Palestijnse boeren moeten hun land en olijfgaarden terugkrijgen en als dat niet meer mogelijk is, gecompenseerd worden. Het hof zegt dat alle staten zijn verplicht deze situatie af te wijzen en Israël te dwingen zich te voegen naar internationaal recht.
Mijn vraag:
1) Graag zou ik van U vernemen of U en de ChristenUnie deze uitspraken gedaan door het internationaal Gerechtshof onderschrijft of dat de ChristenUnie deze uitspraken (net als Israël) naast zich neerlegt.
Israël moet de veiligheidsmuur afbreken van VNDe Verenigde Naties hebben Israël dinsdag 7 juli 2009 nogmaals opgeroepen om de 'veiligheidsmuur' op de Westelijke Jordaanoever af te breken. Daarmee moet een inmiddels al vijf jaar oude beslissing van het VN-tribunaal in Den Haag worden uitgevoerd.

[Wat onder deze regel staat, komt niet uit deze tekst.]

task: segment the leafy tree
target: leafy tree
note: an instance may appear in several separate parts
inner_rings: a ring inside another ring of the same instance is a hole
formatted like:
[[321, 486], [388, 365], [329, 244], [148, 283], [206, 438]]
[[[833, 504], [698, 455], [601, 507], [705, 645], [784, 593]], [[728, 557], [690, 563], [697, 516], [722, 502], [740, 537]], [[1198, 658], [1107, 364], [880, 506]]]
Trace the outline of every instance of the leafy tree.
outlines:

Navi Pillay deed haar uitspraak ter gelegenheid van het feit dat het vijf jaar geleden is dat het Internationaal Gerechtshof in Den Haag bepaalde dat de scheidingsmuur illegaal was en een schending van de rechten van Palestijnen.
"Het leven van de mensen op de Westelijke Jordaanoever wordt gereduceerd tot een stuk papier", aldus Michael Baily van de ngo Oxfam op de persconferentie. Hij roept de internationale gemeenschap op om druk uit te oefenen op Israël.
Vijf jaar na de beslissing van het tribunaal in Den Haag heeft Israël de muur - deels beton, deels hek - nog uitgebreid met 200 kilometer. Daarmee wordt 413 kilometer van de 709 kilometer grens bestreken.
2) Mijn tweede vraag luidt dan ook: “Gaat de ChristenUnie zich nu achter de VN en het Internationaal Recht opstellen, en druk uitoefenen op Israel om de afscheidingsmuur neer te halen of blijft de ChristenUnie onvoorwaardelijk achter Israel staan?